The film centers on the role of the Israeli army in the massacres conducted by the Christian Phalangists of Palestinian civilian (woman and children included) n the Sabra and Shatila refugee camps; former prime minister Ariel Sharon was condemned for his actions. 

 

 

 

The crediting sequence is nothing short of brilliant, featuring a pack of vicious hounds chasing a man, which turns out to be the recurrent anxiety of Boaz, Ari Folman’s friend, who kicks off the narrative.  Decades later, Boaz is still haunted by his cold-blooded shooting of the 26 dogs so that he can execute his mission in silence.  Favoring anonymity, Boaz, by the way, is the only soldier who’s voiced by a professional actor (Miki Leon).

 

 

 

The narrative is loose enough to allow for digressive commentaries and voice-overs about the soldiers ‘lives outside of the military, including their family backgrounds, love affairs, friendships, politics, and worldviews.  In the end, you get a rough portrait of what it meant to be a young man in Israel of the early 1980s.

 

 

 

Perhaps the best compliment to pay this feature is that in its powerful imagery and vital intelligence it’s incomparable to any other animation or docu.  Yet in broader terms, “Waltz With Bashir” may belong to a cycle of films, prime among which is Coppola’s “Apocalypse Now,” which depict war as madness and hell and combat as an experience that could only be captured in surreal terms.  Witness the climax of this docu, in which a solider goes on an irrational killing spree, in which, trapped in an empty, desolate street, he shoots indiscriminately everything in sight.

 

 

 

In general approach, the film bears slight resemblance to the Iranian animated docu “Persepolis,” in which director Marjane Satrapi also used animation to explore in personal ways chapters of her society’s turbulent history.

 

 

 

A word about Folman, since I assume his work is unfamiliar to most viewers outside Israel.  In the mid-1980s, after completing his military service, Ari Folman ventured out on his dream trip to circle the world with a backpack.
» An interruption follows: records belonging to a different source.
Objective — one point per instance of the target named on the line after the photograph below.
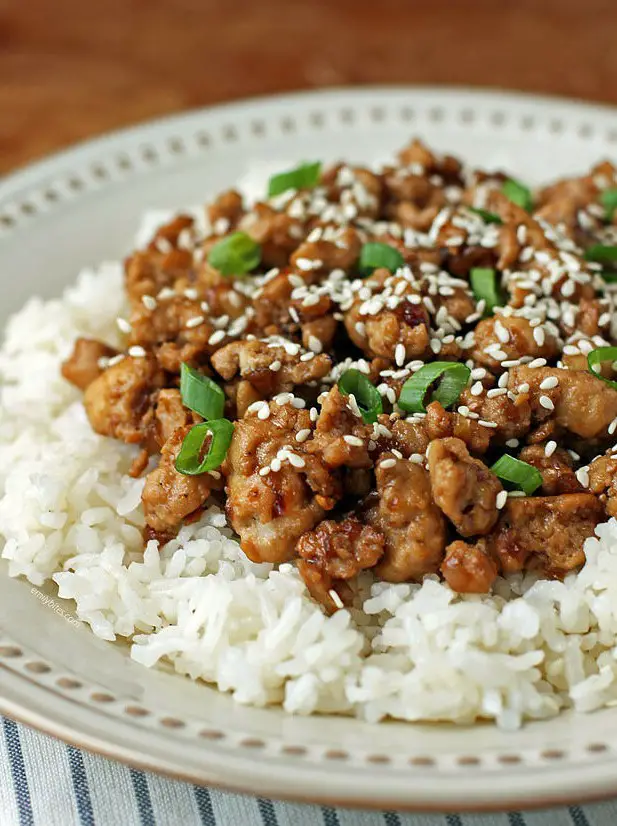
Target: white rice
(70, 512)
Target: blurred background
(71, 69)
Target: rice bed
(70, 512)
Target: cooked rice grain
(70, 512)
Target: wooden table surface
(70, 69)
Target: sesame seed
(549, 383)
(295, 460)
(216, 337)
(550, 448)
(539, 336)
(136, 351)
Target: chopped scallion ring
(598, 357)
(201, 394)
(191, 461)
(602, 253)
(305, 176)
(355, 383)
(518, 193)
(524, 476)
(375, 255)
(487, 217)
(453, 378)
(236, 254)
(608, 199)
(485, 287)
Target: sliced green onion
(235, 255)
(518, 193)
(485, 287)
(487, 217)
(190, 461)
(200, 393)
(367, 397)
(375, 255)
(454, 376)
(524, 476)
(608, 199)
(602, 253)
(598, 357)
(305, 176)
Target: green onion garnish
(200, 393)
(518, 193)
(305, 176)
(235, 255)
(375, 255)
(608, 199)
(487, 217)
(190, 461)
(524, 476)
(599, 356)
(485, 287)
(355, 383)
(602, 253)
(454, 376)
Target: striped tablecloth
(43, 781)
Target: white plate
(82, 206)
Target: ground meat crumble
(307, 476)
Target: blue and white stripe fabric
(44, 782)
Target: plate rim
(59, 163)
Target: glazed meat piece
(603, 481)
(404, 511)
(557, 469)
(513, 336)
(254, 362)
(341, 438)
(84, 364)
(271, 509)
(442, 424)
(583, 404)
(463, 487)
(120, 402)
(378, 328)
(334, 552)
(149, 271)
(177, 328)
(468, 568)
(169, 497)
(552, 529)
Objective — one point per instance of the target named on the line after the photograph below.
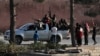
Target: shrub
(37, 46)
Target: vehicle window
(31, 27)
(43, 27)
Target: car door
(29, 32)
(43, 33)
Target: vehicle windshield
(25, 26)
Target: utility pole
(12, 21)
(72, 28)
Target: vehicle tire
(55, 38)
(18, 40)
(58, 39)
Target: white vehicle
(26, 32)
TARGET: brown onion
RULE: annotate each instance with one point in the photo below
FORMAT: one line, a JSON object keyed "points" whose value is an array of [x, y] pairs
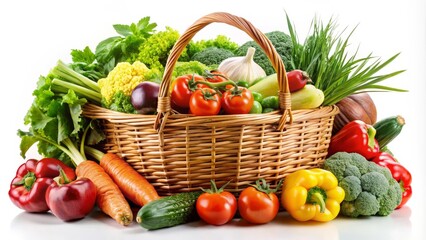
{"points": [[358, 106]]}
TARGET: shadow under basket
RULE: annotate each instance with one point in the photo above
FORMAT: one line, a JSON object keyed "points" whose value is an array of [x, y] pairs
{"points": [[180, 152], [239, 148]]}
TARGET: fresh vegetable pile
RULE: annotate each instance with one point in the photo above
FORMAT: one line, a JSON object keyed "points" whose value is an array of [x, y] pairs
{"points": [[360, 177]]}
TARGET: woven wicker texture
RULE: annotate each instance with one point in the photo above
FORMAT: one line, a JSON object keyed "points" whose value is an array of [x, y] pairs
{"points": [[181, 152]]}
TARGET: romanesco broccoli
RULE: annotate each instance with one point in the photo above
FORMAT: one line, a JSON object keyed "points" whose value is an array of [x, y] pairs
{"points": [[282, 43], [117, 87], [155, 50], [369, 188]]}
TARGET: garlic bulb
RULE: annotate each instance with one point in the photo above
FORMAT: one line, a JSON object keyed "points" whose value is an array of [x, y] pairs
{"points": [[242, 68]]}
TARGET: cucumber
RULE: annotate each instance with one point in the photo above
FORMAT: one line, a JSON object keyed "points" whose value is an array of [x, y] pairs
{"points": [[388, 129], [169, 211]]}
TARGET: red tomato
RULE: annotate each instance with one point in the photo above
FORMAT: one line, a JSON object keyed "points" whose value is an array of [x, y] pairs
{"points": [[204, 102], [237, 100], [182, 89], [258, 204], [216, 206]]}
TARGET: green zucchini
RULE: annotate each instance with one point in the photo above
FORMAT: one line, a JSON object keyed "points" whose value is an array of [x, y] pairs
{"points": [[169, 211], [388, 129]]}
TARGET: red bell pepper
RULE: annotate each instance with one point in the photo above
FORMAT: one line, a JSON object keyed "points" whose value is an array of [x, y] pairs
{"points": [[357, 137], [28, 188], [399, 173], [71, 200]]}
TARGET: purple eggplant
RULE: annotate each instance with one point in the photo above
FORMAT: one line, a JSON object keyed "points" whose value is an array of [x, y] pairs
{"points": [[144, 97]]}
Just two weeks and two countries into the trip, he realized traveling was not for him, so he settled into small guesthouses in Southeast Asia and wrote letters to his friends at home, letters in which he fabricated the perfect trip. After one year of being in one place and expressing his fantastical imagination, he return homed to study cinema.

 

 

 

Folman’s graduate film, “Comfortably Numb” (1991) documented Ari’s close friends taking cover on the verge of anxiety attacks during the first Gulf war while Iraqi missiles landed all over Tel Aviv. The result was comical and absurd and the film won the Israeli Academy award for Best Documentary.  Between 1991-1996 Ari directed documentary specials for TV, mainly in the occupied territories. In 1996 he wrote and directed ASaint Clara@, a feature based on a novel by Czech author Pavel Kohout. The film won seven Israeli Academy awards, including Best Director and Best Film. “Saint Clara” opened the Berlin Film Festival’s Panorama and won the People’s Choice Award.

 

 

 

His second feature, “Made in Israel,” in 2001, is a futuristic fantasy that centers upon the pursuit of the world’s only remaining Nazi. Ari has written for several successful Israeli TV series, including the award-winning “In Therapy,” which became the basis for the new HBO series “In Treatment.”